The Local Government Association is to set up a think-tank charged with defending the role of local education authorities.

The move comes after news that Labour pressure group the New Local Government Network is working with ministers, Ofsted and private firms on proposals for 'the end of LEAs' (LGC, 11 February).

The LGA group, to be set up over the next month, will argue that the vision of an education service divorced from local government is absurd. It will produce a long-term strategy looking to the shape of education in 2020. Ideas such as the community school, the role of social services and health in raising standards, and councils' strategic leadership role will be considered.

LGA education head Neil Fletcher said talk of abolishing LEAs came from people with a vested interest or who were seeking to make a name for themselves.

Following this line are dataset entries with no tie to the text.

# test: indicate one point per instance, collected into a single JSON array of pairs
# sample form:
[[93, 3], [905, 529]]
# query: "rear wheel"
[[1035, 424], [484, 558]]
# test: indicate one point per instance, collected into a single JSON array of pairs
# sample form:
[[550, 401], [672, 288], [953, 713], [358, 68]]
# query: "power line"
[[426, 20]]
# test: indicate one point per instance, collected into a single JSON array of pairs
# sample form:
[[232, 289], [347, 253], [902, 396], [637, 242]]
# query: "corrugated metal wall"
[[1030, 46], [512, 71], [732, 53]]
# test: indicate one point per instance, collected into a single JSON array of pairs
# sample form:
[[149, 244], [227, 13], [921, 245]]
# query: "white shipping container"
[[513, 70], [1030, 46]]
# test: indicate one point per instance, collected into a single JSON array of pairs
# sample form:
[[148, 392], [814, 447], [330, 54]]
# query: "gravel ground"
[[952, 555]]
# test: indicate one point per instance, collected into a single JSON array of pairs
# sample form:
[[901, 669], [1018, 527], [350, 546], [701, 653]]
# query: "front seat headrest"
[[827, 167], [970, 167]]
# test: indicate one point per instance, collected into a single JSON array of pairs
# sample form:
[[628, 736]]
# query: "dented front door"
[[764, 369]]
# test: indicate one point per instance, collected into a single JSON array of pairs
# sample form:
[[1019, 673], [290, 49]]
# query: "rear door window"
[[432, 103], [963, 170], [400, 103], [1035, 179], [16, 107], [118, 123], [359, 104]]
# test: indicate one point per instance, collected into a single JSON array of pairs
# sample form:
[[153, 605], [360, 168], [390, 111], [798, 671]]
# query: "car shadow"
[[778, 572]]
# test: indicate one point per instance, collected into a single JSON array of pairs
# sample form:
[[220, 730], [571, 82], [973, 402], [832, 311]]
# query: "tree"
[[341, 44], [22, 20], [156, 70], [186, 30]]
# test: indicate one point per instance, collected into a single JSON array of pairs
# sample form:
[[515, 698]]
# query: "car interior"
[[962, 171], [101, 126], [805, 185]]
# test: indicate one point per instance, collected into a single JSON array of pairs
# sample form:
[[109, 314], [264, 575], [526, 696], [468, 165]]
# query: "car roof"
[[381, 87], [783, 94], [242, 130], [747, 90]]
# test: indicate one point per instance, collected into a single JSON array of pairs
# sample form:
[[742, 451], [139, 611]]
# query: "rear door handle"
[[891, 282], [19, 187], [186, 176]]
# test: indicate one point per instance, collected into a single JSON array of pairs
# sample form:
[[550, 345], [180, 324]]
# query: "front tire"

'I don't buy this talk about the private sector taking over. There's one company 'actually running education services [Cambridge Education Associates at Islington LBC] and a tiny bit being run by another [Nord Anglia at Hackney LBC],' Mr

Fletcher said.

'In terms of actually running and managing and employing teachers there's nobody who can stand in place of the LEA.'

He stressed that education secretary David Blunkett had told the north of England education conference last month: 'If LEAs didn't exist we'd have to invent them, but we would invent them for the 21st century.'

LGA education chair Graham Lane said: 'The reason the government gave education to the state was because [the independent sector] failed to deliver the same standard of education to all.'

He agreed education was changing rapidly but said: 'Only local government is thinking it through.'

LGA education policy officer Daniel Burke said: 'There is a role for councils in trying to foster a new type of educational environment. Private companies would still see it as important to have a state role for the local authority. What we need to look at here is where do we draw the line?'

NLGN executive director John Williams welcomed the LGA's move: '[This] will be an extremely positive development. We need the space to have some constructive and medium-term thinking about the role of local government in education. This is an important and very substantial part of that process.'

The creation of an LGA group to defend LEAs has been agreed by the association's executive and, in principle, by the Department for Education and Employment. The LGA will invite local and central government 'creative thinkers' and academics to take part, and hopes to announce the line-up by 16 March when its education and lifelong learning forum meets.